BROMEX brings together scientists from 4 countries and 10 institutions: Purdue University, University of Alaska at Fairbanks, University of Washington, NASA Jet Propulsion Laboratory, U.S. Army Cold Regions Research and Engineering Laboratory, National Ice Center, NASA Goddard Space Flight Center, University of Bremen (Germany), University of Hamburg (Germany), Environment Canada, and Natural Environment Research Council (UK).   

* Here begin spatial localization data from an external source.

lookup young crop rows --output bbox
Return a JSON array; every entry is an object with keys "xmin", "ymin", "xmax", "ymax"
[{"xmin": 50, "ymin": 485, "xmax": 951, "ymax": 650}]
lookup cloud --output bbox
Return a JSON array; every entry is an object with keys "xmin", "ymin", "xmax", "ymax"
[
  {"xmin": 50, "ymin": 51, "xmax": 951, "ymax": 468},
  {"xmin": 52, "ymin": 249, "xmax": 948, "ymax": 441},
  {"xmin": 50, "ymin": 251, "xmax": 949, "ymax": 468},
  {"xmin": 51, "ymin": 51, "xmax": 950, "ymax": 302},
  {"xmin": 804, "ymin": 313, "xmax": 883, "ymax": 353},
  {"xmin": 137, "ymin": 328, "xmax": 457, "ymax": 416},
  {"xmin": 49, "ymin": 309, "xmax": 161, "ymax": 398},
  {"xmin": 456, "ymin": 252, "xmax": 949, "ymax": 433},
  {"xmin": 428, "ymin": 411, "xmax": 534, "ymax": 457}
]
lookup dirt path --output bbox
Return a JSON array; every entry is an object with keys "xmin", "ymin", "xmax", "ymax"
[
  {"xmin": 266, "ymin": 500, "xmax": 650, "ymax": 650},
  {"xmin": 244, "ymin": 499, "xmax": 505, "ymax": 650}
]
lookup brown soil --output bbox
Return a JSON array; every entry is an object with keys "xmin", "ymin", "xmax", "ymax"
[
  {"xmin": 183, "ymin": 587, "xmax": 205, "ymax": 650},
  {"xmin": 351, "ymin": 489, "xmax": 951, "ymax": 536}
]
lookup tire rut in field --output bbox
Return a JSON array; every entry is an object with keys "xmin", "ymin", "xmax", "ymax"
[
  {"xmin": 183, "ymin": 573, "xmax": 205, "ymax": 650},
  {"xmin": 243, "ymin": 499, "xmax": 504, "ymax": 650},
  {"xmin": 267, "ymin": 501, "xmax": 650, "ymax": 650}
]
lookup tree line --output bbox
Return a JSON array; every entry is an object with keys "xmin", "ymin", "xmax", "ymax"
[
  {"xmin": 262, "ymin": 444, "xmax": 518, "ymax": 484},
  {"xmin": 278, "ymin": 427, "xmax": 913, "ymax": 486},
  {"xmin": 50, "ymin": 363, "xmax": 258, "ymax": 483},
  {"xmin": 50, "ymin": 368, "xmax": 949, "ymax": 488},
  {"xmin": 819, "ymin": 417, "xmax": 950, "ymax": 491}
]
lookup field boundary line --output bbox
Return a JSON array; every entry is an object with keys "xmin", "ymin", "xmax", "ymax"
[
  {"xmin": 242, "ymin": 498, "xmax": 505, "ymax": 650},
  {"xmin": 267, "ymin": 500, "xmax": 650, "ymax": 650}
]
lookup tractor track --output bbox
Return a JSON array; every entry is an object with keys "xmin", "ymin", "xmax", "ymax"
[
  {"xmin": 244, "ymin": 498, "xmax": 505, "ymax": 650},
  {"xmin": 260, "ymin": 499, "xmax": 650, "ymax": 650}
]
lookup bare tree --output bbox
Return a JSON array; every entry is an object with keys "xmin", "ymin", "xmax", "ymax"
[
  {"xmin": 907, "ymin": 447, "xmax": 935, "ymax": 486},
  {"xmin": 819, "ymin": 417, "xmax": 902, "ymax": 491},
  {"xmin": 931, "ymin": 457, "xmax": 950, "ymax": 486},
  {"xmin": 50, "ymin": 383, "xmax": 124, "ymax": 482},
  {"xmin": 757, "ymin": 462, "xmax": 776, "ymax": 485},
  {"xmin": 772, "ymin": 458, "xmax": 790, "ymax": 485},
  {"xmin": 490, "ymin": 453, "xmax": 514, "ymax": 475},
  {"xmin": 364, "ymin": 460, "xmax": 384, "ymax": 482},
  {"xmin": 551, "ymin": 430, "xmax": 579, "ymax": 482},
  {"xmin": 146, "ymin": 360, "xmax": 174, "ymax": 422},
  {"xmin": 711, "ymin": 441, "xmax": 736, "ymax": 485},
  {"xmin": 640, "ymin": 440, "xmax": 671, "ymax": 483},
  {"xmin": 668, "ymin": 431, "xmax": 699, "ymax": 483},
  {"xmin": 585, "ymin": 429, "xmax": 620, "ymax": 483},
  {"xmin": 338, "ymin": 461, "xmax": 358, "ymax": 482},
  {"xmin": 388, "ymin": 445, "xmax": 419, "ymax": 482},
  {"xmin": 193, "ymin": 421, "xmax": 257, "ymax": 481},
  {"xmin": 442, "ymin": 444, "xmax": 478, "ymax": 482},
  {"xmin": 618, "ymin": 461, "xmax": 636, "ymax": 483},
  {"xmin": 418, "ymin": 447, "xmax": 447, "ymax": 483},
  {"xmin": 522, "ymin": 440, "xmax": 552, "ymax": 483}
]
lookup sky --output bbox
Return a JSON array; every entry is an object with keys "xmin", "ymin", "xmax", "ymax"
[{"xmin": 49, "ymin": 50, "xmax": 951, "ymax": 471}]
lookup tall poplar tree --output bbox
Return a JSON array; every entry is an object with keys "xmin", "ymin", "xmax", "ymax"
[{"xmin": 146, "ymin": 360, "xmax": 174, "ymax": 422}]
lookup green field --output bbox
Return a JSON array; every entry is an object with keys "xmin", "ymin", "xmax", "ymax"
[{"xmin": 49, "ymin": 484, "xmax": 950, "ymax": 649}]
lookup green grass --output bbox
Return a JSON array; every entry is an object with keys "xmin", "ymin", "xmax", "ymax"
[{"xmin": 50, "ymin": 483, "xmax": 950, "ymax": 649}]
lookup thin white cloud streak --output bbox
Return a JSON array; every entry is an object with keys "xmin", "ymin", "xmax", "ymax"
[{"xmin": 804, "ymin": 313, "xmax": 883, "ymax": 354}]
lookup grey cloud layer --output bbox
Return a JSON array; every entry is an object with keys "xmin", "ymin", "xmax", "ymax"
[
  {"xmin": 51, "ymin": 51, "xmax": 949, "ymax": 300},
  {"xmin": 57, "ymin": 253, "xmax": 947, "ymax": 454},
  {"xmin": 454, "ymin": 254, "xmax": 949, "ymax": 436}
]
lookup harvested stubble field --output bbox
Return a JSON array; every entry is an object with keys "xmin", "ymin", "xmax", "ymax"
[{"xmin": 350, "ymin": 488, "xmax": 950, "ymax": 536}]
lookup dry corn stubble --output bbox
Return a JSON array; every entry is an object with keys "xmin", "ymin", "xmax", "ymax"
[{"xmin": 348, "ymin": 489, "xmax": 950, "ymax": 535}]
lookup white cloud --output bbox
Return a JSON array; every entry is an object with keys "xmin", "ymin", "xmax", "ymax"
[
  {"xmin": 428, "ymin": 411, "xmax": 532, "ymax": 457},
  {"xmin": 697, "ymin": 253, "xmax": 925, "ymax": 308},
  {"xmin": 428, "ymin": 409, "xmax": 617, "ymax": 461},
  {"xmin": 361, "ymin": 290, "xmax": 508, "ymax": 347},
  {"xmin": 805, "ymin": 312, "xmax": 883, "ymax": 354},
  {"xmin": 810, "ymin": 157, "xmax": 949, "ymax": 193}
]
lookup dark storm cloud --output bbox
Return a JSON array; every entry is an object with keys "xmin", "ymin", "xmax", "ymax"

Participating from Purdue University are Professor Paul Shepson (Professor of Chemistry and Earth and Atmospheric Sciences; pilot of the Purdue Aircraft Laboratory for Atmospheric Research (ALAR, or a fun name for our Beechcraft Duchess airplane)), Dr. Kerri Pratt (National Science Foundation Postdoctoral Fellow in Polar Regions Research), Kyle Custard (2nd year chemistry Ph.D. student), and Brian Stirm (our amazing aircraft mechanic, part of the Purdue Department of Aviation Technology).  We will be making measurements of atmospheric trace gases and particles on the airplane and at a ground-based location, as well as investigating chemical reactions of gases on the snowpack surface.  

Thanks for listening!  We hope that you'll enjoy reading about our adventures!  

If you are an educator, please email me (Kerri, kapratt 'at' your students' questions!  With your permission, I'd like to post and answer students' questions!  Questions about being a scientist, field research, the Arctic, atmosphere-sea ice interactions, climate change, chemistry, etc. are encouraged!

Friday, February 3, 2012

Shipping from Indiana to Barrow!

Our ground-based equipment is now on the way to Alaska!  Kyle (grad student) and Kerri (postdoc) had an exciting time packing the equipment for shipping!  Thank you to Suzy and Lanie for helping arrange our shipment and Max for his excellent job preparing our crates on the pallets!
Shipping "the lab" to Barrow!

Pallet with our special snow shovel in the center!

Our special gas cylinders

To all the wonderful shipping folks - please don't break our glassware!